The more we get away from mainstream golf terms, the more difficult it is for our sport to go mainstream.
Why not keep the term par but define it as you are defining it? I think those acronyms sound silly.
Both of these. As much as we want to differentiate ourselves from Ball Golf. How do you describe Disc Golf to someone who has NEVER seen/played it. I've yet to successfully describe the sport without "Basically its golf, but with a frisbee"
I have no issue with par 2's. it is a little bit off from my 25yrs of playing ball golf, but easy enough to think about.
I did this at a local course, that has Par 54 (all 3's) and it would become 51. (per pdga par guidelines for Gold Level) 3 par 2's.
Another local course would be par 48 with 6 par 2's. another would be 52.
I'd like to see longer courses, in the par 60 range (with some 2's, 3's, 4's, and 5's) and it'd be awesome.

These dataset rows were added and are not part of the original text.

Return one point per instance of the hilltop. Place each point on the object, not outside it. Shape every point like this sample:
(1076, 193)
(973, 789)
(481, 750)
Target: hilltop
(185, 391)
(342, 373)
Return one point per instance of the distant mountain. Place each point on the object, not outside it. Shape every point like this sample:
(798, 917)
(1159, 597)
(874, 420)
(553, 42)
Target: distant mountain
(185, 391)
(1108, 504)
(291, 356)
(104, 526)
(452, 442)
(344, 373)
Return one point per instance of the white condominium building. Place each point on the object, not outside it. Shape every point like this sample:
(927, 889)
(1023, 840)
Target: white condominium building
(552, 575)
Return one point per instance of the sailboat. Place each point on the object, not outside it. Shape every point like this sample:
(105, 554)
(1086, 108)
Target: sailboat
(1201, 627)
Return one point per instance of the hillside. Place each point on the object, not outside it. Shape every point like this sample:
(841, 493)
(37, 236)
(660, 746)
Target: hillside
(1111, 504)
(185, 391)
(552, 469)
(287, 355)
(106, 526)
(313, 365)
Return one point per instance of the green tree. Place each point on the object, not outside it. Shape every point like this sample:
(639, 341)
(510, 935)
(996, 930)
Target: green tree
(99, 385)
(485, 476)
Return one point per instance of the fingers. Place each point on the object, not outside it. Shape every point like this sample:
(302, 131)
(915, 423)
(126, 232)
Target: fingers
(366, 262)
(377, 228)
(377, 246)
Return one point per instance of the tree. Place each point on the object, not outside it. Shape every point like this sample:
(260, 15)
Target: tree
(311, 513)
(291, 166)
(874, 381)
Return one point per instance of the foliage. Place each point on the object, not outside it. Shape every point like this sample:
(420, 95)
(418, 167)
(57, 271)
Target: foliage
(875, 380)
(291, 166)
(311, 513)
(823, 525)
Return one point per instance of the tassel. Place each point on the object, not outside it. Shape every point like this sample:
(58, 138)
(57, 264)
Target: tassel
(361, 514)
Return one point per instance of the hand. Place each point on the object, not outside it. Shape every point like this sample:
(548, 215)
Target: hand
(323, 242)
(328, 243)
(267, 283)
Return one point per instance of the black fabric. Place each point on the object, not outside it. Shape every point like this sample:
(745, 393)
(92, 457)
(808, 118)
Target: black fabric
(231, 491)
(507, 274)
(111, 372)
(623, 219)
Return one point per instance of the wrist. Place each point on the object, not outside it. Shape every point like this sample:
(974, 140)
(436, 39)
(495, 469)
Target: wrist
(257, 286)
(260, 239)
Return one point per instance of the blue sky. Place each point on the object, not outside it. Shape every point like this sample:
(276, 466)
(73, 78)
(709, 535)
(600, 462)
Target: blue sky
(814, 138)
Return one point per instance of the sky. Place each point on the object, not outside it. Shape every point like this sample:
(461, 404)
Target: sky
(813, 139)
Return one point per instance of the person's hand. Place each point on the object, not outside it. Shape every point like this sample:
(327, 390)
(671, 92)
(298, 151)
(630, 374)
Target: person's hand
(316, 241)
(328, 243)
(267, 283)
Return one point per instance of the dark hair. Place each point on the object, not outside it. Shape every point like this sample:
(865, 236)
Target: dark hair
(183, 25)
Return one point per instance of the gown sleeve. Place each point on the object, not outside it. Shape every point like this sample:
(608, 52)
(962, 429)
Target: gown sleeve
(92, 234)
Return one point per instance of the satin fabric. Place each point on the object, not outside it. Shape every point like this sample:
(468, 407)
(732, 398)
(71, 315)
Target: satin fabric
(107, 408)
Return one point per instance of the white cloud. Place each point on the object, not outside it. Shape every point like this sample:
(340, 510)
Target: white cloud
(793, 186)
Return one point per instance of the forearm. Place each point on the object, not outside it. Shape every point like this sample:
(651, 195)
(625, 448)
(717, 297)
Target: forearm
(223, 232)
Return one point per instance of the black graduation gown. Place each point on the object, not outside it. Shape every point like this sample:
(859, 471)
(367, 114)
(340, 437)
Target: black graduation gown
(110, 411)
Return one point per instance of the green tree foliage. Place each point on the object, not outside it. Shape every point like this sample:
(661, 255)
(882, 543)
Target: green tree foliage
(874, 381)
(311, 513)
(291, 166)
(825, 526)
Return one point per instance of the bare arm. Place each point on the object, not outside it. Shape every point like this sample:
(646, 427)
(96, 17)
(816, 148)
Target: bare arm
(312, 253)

The problem is this. Ricky throws a putter 400'+. I throw a putter 300'+, my buddy Jack throws 175'+. Do we set par based on what Ricky can throw? or what I can throw? Or what Jack can throw? Unlike ball golf, people all play the same tees, we don't have Gold / Black / White / Red like golf, where people actually play their skill level at the tees.
If we set par based on my abilities, then ricky will be FAR under par. If we set it at Ricky's, then everyone else will be far over par. We don't have the luxury of multiple tees that people actually use for skill level, but we use them as "different courses", if the course even has multiple tees.
I say we set it at 1000 rated players skill level, let the top players blow it away (if we really care about "under par" it could be adjusted for NT's they play)
I think we need to do a better job of getting SSE/SSA set at each course, and making that course par. Then having local knowledgeable folks set which holes are adjusted up/down to match the SSE/SSA. and bam we have Par for each hole. Most courses SSE is under 3 per hole, so a few par 2's would be needed.